The Fund reserves the right to require a signature guarantee under other circumstances or to delay a redemption when permitted by Federal Law. For more information pertaining to signature guarantees, please call (866) 738-3629.

 

*Corporate, Trust and Other Accounts*

 

Redemption requests from corporate, trust, and other accounts may require documents in addition to those described above, evidencing the authority of the officers, trustees or others. In order to avoid delays in processing redemption requests for these accounts, you should call the transfer agent at (866) 738-3629 to determine what additional documents are required.

*Address Changes*

 

To change the address on your account, call the transfer agent at (866) 738-3629 or send a written request signed by all account owners. Include the account number(s) and name(s) on the account and both the old and new addresses. Certain options may be suspended for a period of 15 days following an address change.

*Transfer of Ownership*

 

In order to change the account registration or transfer ownership of an account, additional documents will be required. In order to avoid delays in processing these requests, you should call the transfer agent at (866) 738-3629 to determine what additional documents are required.

 

*Redemption Initiated by the Fund*

 

Because there are certain fixed costs involved with maintaining your account, the Fund may require you to redeem all of your shares if your account balance falls below $500. After your account balance falls below the minimum balance, you will receive a notification from the Fund indicating its intent to close your account along with instructions on how to increase the value of your account to the minimum amount within 60 days. If your account balance is still below $500 after 60 days, the Fund may close your account and send you the proceeds. This minimum balance requirement does not apply to accounts using automatic investment plans, to IRAs, and to other tax-deferred investment accounts. The right of redemption by the Fund will not apply if the value of your account balance falls below $500 because of market performance. All shares of the Fund are also subject to involuntary redemption if the Board of Trustees determines to liquidate the Fund. Any involuntary redemption will create a capital gain or loss, which may have tax consequences about which you should consult your tax adviser.

*Redemptions In-Kind*

The Fund typically expects to satisfy redemption requests by using holdings of cash or cash equivalents or selling portfolio assets. On a less regular basis, and if the Adviser believes it is in the best interest of the Fund and its shareholders not to sell portfolio assets, the Fund may satisfy redemption requests by using short-term borrowing from the Fund's custodian to the extent such arrangements are in place with the custodian. These methods may be used during both regular and stressed market conditions.
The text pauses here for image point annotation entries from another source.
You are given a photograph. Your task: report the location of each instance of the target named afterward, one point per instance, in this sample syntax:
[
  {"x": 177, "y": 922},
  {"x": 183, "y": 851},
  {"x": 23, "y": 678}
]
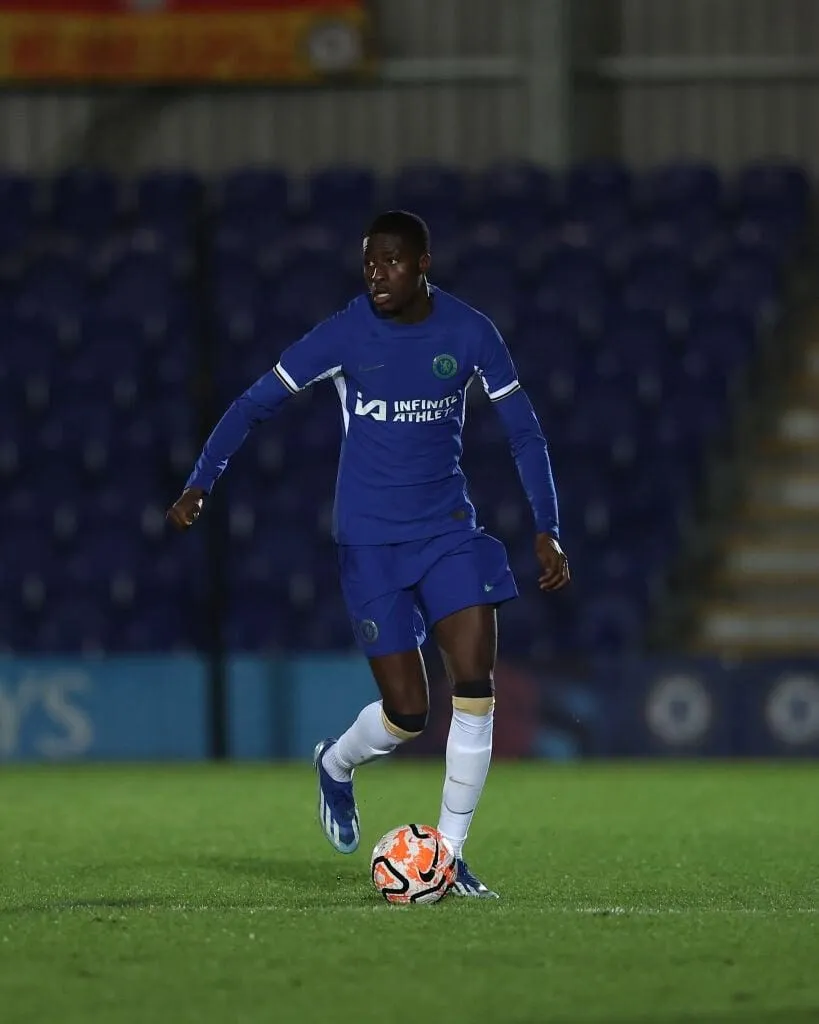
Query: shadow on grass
[
  {"x": 289, "y": 884},
  {"x": 741, "y": 1014}
]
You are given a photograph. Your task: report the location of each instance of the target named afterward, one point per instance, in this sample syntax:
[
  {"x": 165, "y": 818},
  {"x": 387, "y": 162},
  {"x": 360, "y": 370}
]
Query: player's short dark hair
[{"x": 408, "y": 226}]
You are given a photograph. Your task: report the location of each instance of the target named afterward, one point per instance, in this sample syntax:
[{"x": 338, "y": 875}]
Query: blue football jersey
[{"x": 402, "y": 390}]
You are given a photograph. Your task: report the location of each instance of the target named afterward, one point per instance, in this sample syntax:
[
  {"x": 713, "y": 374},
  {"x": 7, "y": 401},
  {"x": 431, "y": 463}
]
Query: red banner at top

In addition to paying redemption proceeds in cash, the Fund reserves the right to make payment for a redemption in securities rather than cash, which is known as a "redemption in kind." While the Fund does not intend, under normal circumstances, to redeem its shares by payment in kind, it is possible, that conditions may arise in the future which would, in the opinion of the Trustees, make it undesirable for the Fund to pay for all redemptions in cash. In such a case, the Trustees may authorize payment to be made in readily marketable portfolio securities of the Fund. Securities delivered in payment of redemptions would be valued at the same value assigned to them in computing the Fund's net asset value per share. Shareholders receiving them may incur brokerage costs when these securities are sold and will be subject to market risk until such securities are sold. An irrevocable election has been filed under Rule 18f-1 of the 1940 Act, wherein the Fund must pay redemptions in cash, rather than in kind, to any shareholder of record of the Fund who redeems during any 90-day period, the lesser of (a) $250,000 or (b) 1% of the Fund's net asset value at the beginning of such period. Redemption requests in excess of this limit may be satisfied in cash or in kind at the Fund's election.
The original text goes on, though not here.